Generative learning for discrete MNIST data using randomly structured SPNs

This notebook shows how to build a randomly structured SPN and train it with online hard EM on binarized MNIST data.

Setting up the imports and preparing the data

We load the data from tf.keras.datasets. Preprocessing consists of flattening and binarization of the data.

In [ ]:
%matplotlib inline
import libspn as spn
import tensorflow as tf
import numpy as np
from libspn.examples.utils.dataiterator import DataIterator
import matplotlib.pyplot as plt

# Load
(train_x, train_y), (test_x, test_y) = tf.keras.datasets.mnist.load_data()

def binarize(x):
    return np.where(np.greater(x / 255., 0.25), 1.0, 0.0)

def flatten(x):
    return x.reshape(-1, np.prod(x.shape[1:]))

def preprocess(x, y):
    return binarize(flatten(x)).astype(int), np.expand_dims(y, axis=1)

# Preprocess
train_x, train_y = preprocess(train_x, train_y)
test_x, test_y = preprocess(test_x, test_y)

Defining the hyperparameters

Some hyperparameters for the SPN.

  • num_subsets is used for the DenseSPNGenerator. This corresponds to the number of variable subsets joined by product nodes in the SPN.
  • num_mixtures is used for the DenseSPNGenerator. This corresponds to the number of sum nodes per scope.
  • num_decomps is used for the DenseSPNGenerator. This corresponds to the number of decompositions generated at each level of products from top-down.
  • num_vars corresponds to the number of input variables (the number of pixels in the case of MNIST).
  • balanced is used for the DenseSPNGenerator. If true, then the generated SPN will have balanced subsets and will consequently be a balanced tree.
  • input_dist is the input distribution (the first product/sum layer in the SPN). spn.DenseSPNGenerator.InputDist.RAW corresponds to raw indicators being joined (so first layer is a product layer). spn.DenseSPNGenerator.InputDist.MIXTURE would correspond to a sums on top of each indicator.
  • num_leaf_values is the number of unique discrete values in the leaf distribution (2 since data is binary).
  • inference_type determines the kind of forward inference where spn.InferenceType.MARGINAL corresponds to sum nodes marginalizing their inputs. spn.InferenceType.MPE would correspond to having max nodes instead.
  • num_classes, batch_size and num_epochs should be obvious:)
In [ ]:
# Number of variable subsets that a product joins
num_subsets = 2
# Number of sums per scope
num_mixtures = 4
# Number of variables
num_vars = train_x.shape[1]
# Number of decompositions per product layer
num_decomps = 1
# Generate balanced subsets -> balanced tree
balanced = True
# Input distribution. Raw corresponds to first layer being product that 
# takes raw indicators
input_dist = spn.DenseSPNGenerator.InputDist.RAW
# Number of different values at leaf (binary here, so 2)
num_leaf_values = 2
# Initial value for path count accumulators
initial_accum_value = 0.1
# Inference type (can also be spn.InferenceType.MPE) where 
# sum nodes are turned into max nodes
inference_type = spn.InferenceType.MARGINAL

# Number of classes
num_classes = 10
batch_size = 32
num_epochs = 10

Building the SPN

Our SPN consists of binary leaf indicators, a dense SPN per class and a root node connecting the 10 class-wise sub-SPNs. We also add an indicator node to the root node to model the latent class variable. Finally, we generate Weight nodes for the full SPN by using spn.generate_weights.

In [ ]:
# Reset the graph
tf.reset_default_graph()

# Leaf nodes
leaf_indicators = spn.IndicatorLeaf(num_vals=num_leaf_values, num_vars=num_vars)

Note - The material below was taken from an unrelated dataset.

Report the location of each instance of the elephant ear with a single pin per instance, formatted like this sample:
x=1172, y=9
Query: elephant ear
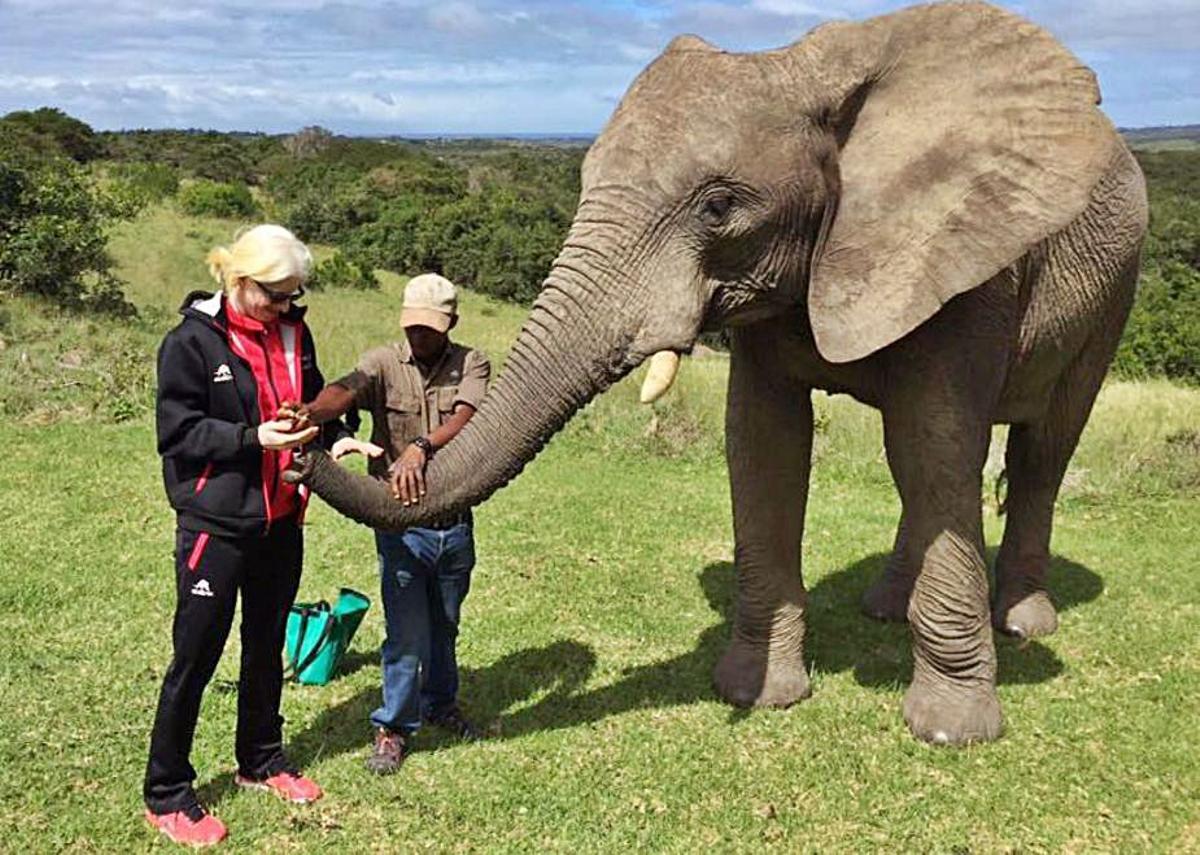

# Generates densely connected random SPNs
dense_generator = spn.DenseSPNGenerator(
    node_type=spn.DenseSPNGenerator.NodeType.BLOCK,
    num_subsets=num_subsets, num_mixtures=num_mixtures, num_decomps=num_decomps, 
    balanced=balanced, input_dist=input_dist)

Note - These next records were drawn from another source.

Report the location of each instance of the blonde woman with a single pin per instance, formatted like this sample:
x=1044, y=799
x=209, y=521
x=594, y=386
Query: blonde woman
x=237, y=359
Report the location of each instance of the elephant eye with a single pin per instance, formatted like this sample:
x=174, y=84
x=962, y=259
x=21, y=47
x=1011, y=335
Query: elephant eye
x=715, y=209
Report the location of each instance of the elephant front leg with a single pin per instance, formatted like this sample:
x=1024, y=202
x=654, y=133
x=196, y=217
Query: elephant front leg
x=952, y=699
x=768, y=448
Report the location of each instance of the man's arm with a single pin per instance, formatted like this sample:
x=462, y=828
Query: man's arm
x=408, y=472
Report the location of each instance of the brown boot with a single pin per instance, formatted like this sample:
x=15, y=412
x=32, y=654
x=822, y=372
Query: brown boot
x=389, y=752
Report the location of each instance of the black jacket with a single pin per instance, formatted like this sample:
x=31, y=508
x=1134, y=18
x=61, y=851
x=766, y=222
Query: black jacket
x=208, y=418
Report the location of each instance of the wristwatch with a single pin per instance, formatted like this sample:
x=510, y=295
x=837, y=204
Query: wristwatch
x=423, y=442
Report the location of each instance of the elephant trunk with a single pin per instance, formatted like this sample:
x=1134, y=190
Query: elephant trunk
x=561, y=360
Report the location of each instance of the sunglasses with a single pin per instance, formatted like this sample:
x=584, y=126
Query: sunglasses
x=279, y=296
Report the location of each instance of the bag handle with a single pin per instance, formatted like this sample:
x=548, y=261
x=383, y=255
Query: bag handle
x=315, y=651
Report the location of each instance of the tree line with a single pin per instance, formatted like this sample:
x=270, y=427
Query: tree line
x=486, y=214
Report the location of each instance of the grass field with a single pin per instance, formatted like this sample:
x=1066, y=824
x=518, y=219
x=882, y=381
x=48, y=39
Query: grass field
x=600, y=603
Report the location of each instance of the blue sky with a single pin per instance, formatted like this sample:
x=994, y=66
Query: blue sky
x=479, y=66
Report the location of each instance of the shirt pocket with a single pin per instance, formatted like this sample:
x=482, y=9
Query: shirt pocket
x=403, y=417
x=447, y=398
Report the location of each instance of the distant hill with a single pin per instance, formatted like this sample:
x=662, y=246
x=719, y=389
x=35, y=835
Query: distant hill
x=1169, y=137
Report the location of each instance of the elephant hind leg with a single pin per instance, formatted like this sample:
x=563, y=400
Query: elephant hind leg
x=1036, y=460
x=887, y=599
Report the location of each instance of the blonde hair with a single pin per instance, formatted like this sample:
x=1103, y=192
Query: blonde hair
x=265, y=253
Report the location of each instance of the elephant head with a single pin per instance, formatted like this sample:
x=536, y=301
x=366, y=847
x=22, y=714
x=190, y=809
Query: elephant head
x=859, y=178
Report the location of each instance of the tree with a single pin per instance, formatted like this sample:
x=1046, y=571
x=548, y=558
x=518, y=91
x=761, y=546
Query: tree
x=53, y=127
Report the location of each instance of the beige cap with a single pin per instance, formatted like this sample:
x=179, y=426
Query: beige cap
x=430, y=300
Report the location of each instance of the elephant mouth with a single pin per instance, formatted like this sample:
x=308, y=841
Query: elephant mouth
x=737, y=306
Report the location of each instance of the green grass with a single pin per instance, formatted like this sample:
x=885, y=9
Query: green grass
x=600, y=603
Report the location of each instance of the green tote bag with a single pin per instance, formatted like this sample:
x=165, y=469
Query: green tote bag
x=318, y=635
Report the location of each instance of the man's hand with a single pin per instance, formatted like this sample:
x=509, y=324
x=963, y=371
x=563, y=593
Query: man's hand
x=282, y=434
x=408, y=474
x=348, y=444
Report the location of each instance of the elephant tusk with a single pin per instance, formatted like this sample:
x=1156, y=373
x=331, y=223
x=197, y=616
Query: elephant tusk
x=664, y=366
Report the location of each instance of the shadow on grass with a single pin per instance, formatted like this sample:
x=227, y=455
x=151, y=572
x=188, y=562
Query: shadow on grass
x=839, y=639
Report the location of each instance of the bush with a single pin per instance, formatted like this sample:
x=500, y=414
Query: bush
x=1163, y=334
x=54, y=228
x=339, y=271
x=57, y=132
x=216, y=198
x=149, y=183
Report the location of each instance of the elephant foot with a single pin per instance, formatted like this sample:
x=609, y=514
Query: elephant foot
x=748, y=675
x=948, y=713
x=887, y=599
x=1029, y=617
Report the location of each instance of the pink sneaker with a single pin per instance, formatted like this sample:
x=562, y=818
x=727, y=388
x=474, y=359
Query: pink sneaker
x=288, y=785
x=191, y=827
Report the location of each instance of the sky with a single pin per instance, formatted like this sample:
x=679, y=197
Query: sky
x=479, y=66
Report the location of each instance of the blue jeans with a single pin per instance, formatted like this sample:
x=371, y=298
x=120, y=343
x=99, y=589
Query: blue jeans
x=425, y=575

# Generate a dense SPN for each class
class_roots = [dense_generator.generate(leaf_indicators) for _ in range(num_classes)]

# Connect sub-SPNs to a root
root = spn.Sum(*class_roots, name="RootSum")
root = spn.convert_to_layer_nodes(root)

# Add an IVs node to the root as a latent class variable
class_indicators = root.generate_latent_indicators()

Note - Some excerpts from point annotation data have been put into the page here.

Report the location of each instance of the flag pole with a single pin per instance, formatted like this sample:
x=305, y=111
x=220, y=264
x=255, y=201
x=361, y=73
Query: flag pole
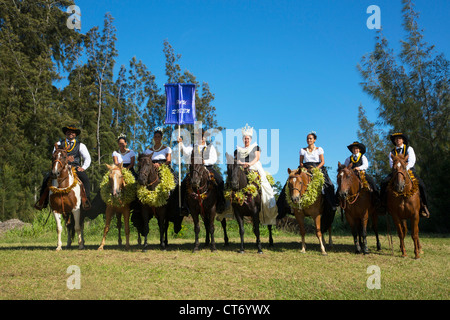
x=179, y=169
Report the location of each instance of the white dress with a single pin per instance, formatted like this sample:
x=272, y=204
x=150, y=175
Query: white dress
x=269, y=210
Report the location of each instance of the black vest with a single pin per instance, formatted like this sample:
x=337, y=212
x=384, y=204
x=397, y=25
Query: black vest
x=357, y=163
x=75, y=152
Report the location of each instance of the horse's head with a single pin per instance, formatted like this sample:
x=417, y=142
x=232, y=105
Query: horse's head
x=198, y=172
x=347, y=180
x=59, y=161
x=297, y=183
x=147, y=171
x=116, y=179
x=235, y=174
x=399, y=172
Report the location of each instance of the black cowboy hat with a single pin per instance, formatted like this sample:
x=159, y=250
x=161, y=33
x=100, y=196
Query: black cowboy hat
x=398, y=134
x=362, y=148
x=73, y=128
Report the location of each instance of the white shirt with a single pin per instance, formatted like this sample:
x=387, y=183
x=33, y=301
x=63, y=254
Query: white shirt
x=84, y=153
x=159, y=155
x=311, y=156
x=364, y=166
x=212, y=157
x=411, y=157
x=126, y=158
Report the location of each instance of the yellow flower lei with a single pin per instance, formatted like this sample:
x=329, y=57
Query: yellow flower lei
x=251, y=189
x=312, y=191
x=160, y=195
x=64, y=190
x=128, y=194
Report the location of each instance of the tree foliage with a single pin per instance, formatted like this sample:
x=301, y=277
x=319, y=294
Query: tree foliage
x=412, y=89
x=37, y=50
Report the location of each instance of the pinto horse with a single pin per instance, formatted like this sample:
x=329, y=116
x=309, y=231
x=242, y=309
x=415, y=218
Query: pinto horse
x=298, y=182
x=358, y=204
x=403, y=202
x=237, y=178
x=65, y=198
x=202, y=199
x=117, y=185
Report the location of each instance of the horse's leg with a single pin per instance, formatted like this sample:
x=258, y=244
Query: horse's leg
x=109, y=213
x=353, y=226
x=240, y=221
x=196, y=229
x=126, y=220
x=224, y=227
x=270, y=235
x=58, y=229
x=301, y=222
x=415, y=235
x=256, y=231
x=119, y=227
x=78, y=229
x=211, y=217
x=399, y=225
x=364, y=233
x=375, y=228
x=319, y=233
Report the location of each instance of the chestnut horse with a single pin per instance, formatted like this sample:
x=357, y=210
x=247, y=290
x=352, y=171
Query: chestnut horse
x=65, y=197
x=237, y=177
x=358, y=205
x=202, y=199
x=298, y=182
x=403, y=202
x=117, y=185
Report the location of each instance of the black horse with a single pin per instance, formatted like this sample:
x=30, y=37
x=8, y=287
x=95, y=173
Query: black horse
x=148, y=176
x=237, y=179
x=202, y=197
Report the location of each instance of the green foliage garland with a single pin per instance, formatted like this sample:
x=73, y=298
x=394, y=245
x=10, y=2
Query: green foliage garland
x=159, y=196
x=250, y=190
x=312, y=191
x=128, y=194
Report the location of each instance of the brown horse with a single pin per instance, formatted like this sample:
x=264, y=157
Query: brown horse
x=298, y=182
x=403, y=202
x=358, y=204
x=65, y=197
x=202, y=199
x=117, y=185
x=237, y=178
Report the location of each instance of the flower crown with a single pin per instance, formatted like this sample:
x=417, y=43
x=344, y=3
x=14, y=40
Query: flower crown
x=247, y=130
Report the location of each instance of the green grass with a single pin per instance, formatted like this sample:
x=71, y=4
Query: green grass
x=30, y=268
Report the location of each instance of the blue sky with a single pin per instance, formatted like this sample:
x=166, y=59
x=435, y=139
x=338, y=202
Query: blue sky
x=287, y=65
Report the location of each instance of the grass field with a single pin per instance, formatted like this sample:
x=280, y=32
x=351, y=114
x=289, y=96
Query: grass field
x=30, y=268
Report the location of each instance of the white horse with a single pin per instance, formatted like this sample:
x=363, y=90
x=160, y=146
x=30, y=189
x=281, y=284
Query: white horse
x=65, y=198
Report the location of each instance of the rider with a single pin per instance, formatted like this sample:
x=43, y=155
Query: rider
x=311, y=157
x=360, y=164
x=209, y=159
x=400, y=142
x=76, y=152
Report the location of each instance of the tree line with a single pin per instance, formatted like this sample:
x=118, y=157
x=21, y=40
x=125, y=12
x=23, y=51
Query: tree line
x=37, y=50
x=412, y=89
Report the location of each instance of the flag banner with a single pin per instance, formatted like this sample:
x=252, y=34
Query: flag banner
x=180, y=103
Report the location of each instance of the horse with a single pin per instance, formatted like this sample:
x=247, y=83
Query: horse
x=358, y=204
x=65, y=198
x=117, y=185
x=202, y=199
x=251, y=206
x=298, y=182
x=403, y=202
x=150, y=178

# Generate the weights for the SPN rooted at `root`
spn.generate_weights(root)

print("SPN depth: {}".format(root.get_depth()))
print("Number of products layers: {}".format(root.get_num_nodes(node_type=spn.ProductsLayer)))
print("Number of sums layers: {}".format(root.get_num_nodes(node_type=spn.SumsLayer)))

Defining the TensorFlow graph

Now that we have defined the SPN graph we can declare the TensorFlow operations needed for training and evaluation. We use the EMLearning class to help us out. The MPEState class can be used to find the MPE state of any node in the graph. In this case we might be interested in generating images or finding the most likely class based on the evidence elsewhere. These correspond to finding the MPE state for leaf_indicators and class_indicators respectively.

In [ ]:
# Op for initializing all weights
weight_init_op = spn.initialize_weights(root)
# Op for getting the log probability of the root
root_log_prob = root.get_log_value(inference_type=inference_type)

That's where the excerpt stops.